La pratique consiste donc simplement à veiller à ce que la porte demeure


constamment ouverte. Entraînez-vous à sourire intérieurement (grâce au léger
sourire extérieur) pendant toute la journée, et à n’importe quel moment.
Entraînez-vous surtout quand tout va bien, qu'aucune pensée ou émotion
négative ne pointe son nez.
Au réveil, souriez et activez au plus vite votre programme de guérison,
connectez vous aussi vite que possible à plus grand que vous. Prenez vos repas
en ressentant profondément, cet espace intérieur de joie. Soyez pleinement
heureux de prendre votre douche du matin et/ou du soir. Ressentez la joie en
souriant sincèrement à vos amis, quand vous leur dites bonjour. Partagez votre
sourire avec vos proches, car en leur souriant vous activez indirectement leur
propre programme de guérison, j'en reparlerai plus tard.
Durant la journée, prenez régulièrement des pauses de quelques minutes pour
sourire et vous détendre. Faites-le aussi souvent que possible.
Le soir avant de vous endormir, ressentez la joie, le lâcher-prise, l'acceptation,
le bonheur, que vous procure ce sourire extérieur et intérieur.
Et dans la mesure du possible partagez aussi votre sourire, vos dispositions
intérieures favorables, avec les inconnus que vous croiserez. Car c’est là un
entraînement complémentaire, qui viendra renforcer votre aptitude à
déclencher cette indispensable connexion avec votre espace intérieur.
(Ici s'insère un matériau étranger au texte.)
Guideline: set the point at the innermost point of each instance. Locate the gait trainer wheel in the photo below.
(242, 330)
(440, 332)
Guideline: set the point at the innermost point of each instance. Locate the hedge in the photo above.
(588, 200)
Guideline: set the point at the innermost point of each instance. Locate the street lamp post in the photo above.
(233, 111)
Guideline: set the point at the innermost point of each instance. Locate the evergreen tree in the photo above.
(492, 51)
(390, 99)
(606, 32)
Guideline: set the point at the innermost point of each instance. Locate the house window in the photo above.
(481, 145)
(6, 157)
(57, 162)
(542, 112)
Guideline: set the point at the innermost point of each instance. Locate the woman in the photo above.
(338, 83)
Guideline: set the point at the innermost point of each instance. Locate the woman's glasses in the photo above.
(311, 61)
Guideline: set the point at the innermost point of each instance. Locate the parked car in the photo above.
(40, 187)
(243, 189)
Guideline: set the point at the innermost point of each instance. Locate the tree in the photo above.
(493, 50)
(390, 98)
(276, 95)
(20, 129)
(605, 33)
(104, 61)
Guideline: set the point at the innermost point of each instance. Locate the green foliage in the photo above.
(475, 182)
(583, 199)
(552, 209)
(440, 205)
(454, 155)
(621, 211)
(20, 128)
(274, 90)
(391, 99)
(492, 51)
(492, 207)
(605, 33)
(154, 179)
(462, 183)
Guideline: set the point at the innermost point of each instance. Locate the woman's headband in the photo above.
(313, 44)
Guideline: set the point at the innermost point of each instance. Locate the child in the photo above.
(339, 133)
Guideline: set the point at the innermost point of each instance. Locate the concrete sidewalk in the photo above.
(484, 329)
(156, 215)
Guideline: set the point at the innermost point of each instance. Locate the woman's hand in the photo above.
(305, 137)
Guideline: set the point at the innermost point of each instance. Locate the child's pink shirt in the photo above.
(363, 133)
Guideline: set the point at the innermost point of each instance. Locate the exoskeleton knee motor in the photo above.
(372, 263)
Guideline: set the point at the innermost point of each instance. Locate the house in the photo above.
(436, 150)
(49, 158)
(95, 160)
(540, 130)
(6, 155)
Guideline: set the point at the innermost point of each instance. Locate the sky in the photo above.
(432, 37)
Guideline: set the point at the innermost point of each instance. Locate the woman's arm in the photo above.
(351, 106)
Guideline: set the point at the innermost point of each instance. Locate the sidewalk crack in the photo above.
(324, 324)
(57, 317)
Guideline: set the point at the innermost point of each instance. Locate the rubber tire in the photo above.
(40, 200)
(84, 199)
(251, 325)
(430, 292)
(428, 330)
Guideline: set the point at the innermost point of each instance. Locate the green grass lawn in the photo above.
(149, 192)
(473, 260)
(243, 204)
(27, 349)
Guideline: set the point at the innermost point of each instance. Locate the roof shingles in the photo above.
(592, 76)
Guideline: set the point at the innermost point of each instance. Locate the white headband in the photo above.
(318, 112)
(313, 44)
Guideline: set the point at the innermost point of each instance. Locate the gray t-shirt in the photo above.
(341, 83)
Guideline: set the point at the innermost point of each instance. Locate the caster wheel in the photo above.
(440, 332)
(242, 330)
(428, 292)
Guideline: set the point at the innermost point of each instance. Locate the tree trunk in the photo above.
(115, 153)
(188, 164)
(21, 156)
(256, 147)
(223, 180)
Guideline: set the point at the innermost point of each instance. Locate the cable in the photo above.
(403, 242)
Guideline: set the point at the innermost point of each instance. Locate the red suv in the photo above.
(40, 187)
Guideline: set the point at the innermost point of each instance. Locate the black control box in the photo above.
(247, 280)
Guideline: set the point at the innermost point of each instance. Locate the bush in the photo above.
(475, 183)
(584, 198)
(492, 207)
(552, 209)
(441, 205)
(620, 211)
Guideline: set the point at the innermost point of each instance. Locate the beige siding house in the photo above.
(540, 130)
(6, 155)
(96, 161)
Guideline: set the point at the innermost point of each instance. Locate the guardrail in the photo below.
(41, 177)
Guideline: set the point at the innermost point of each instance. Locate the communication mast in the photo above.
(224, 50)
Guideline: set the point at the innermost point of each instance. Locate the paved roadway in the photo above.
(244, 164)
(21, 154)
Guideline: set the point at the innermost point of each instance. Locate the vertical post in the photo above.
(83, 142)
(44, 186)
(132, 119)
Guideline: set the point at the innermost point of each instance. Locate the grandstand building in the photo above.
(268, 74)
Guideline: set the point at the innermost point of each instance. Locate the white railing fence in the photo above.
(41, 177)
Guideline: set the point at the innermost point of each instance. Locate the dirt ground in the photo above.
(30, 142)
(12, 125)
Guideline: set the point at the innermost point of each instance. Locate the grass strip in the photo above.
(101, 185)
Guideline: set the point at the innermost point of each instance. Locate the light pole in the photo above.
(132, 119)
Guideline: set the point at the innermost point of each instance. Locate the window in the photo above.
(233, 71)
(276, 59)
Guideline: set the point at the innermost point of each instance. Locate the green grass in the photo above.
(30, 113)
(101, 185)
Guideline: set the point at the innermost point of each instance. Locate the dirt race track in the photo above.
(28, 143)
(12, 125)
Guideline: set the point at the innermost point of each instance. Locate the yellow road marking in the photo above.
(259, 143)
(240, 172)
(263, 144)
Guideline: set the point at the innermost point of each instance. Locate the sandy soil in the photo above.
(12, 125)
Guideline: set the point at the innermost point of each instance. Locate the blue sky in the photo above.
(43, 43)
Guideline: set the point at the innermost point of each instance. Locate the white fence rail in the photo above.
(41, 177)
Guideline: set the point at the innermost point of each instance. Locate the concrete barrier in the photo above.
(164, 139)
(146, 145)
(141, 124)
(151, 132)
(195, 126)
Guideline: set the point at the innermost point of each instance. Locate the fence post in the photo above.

Gardez la porte de votre espace intérieur ouverte aussi souvent, aussi


longtemps que vous le pouvez, car comme nous allons le constater dans le
prochain chapitre, c’est là une chose qu’il n’est pas si aisé de réaliser.

Vous remarquerez qu'il est impossible ou très difficile, pour la plupart d'entre
nous, de rester en permanence dans cet état de bienveillance. Combien de
milliers de fois me suis-je moi-même surpris avec un visage crispé/tendu, sans
sourire, alors que j'étais dans le métro par exemple ou en train de prendre mon
repas sans en apprécier la saveur.

Regardez autour de vous dans le train, le bus, les restaurants, observez le visage
et l’expression des gens, vous saurez instantanément qui garde la connexion
intérieure, et qui l’a perdue.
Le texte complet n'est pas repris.